Zegnat opened this issue · 2 comments
See microformats/mf2py#104. For backwards compatibility parsing, the Python parser changes the DOM on the fly. I believe the PHP parser does a similar thing. It turns out that – in the case of the Python parser – the same DOM object can’t be parsed successfully a second time. The microformats in the base document have been “damaged”.
How can we best test if this is the case with our parser too? Maybe also add a test case where we check that a second parse gives the same result?
Needs investigating.
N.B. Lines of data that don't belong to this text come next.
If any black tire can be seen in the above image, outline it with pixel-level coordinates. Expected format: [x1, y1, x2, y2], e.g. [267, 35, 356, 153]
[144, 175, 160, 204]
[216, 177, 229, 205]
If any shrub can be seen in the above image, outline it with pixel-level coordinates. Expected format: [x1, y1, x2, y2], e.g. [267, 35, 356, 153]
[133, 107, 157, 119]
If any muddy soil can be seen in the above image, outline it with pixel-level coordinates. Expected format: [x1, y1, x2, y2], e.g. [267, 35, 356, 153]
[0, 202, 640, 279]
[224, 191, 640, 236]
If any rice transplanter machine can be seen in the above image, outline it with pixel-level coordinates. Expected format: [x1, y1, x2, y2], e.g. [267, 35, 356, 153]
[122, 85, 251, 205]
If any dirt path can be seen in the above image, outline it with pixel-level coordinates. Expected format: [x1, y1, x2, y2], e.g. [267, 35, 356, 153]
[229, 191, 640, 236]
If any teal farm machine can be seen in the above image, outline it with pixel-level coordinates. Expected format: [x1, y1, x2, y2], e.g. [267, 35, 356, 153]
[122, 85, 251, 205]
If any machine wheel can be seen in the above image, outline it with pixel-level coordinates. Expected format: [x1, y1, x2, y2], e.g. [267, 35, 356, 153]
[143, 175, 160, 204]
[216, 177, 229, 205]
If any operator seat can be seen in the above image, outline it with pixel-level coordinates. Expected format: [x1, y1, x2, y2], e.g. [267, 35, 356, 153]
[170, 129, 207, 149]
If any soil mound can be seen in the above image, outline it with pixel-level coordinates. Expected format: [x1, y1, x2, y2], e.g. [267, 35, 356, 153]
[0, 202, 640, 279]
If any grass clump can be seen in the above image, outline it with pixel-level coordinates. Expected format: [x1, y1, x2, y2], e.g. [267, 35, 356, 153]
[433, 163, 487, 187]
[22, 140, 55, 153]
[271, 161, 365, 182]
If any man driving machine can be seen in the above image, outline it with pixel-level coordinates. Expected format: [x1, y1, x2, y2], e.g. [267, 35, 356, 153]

Thanks @kartikprabhu for bringing this up!
(This is basically a todo for myself, therefore also assigning myself.)
Confirmed in php-mf2 if you pass in a DOMDocument, it's modified during parsing:
Input HTML:
<div class="hentry">
<div class="entry-content">
<p class="entry-summary">This is a summary</p>
<p>This is <a href="/tags/mytag" rel="tag">mytag</a> inside content. </p>
</div>
</div>$doc = new DOMDocument();
$doc->loadHTML($html);
echo $doc->saveHTML();
$parse = Mf2\parse($doc);
echo $doc->saveHTML();Output (trimmed doctype and html, body elements):
<div class="hentry">
<div class="entry-content">
<p class="entry-summary">This is a summary</p>
<p>This is <a href="/tags/mytag" rel="tag">mytag</a> inside content. </p>
</div>
</div>
<div class="hentry h-entry">
<div class="entry-content e-content">
<p class="entry-summary p-summary">This is a summary</p>
<p>This is <a href="/tags/mytag" rel="tag">mytag</a> inside content. </p>
</div>
<data class="category p-category" value="mytag"></data></div>Appears to be a simple fix: $doc = clone $input; at this line. Only tested locally with the above HTML.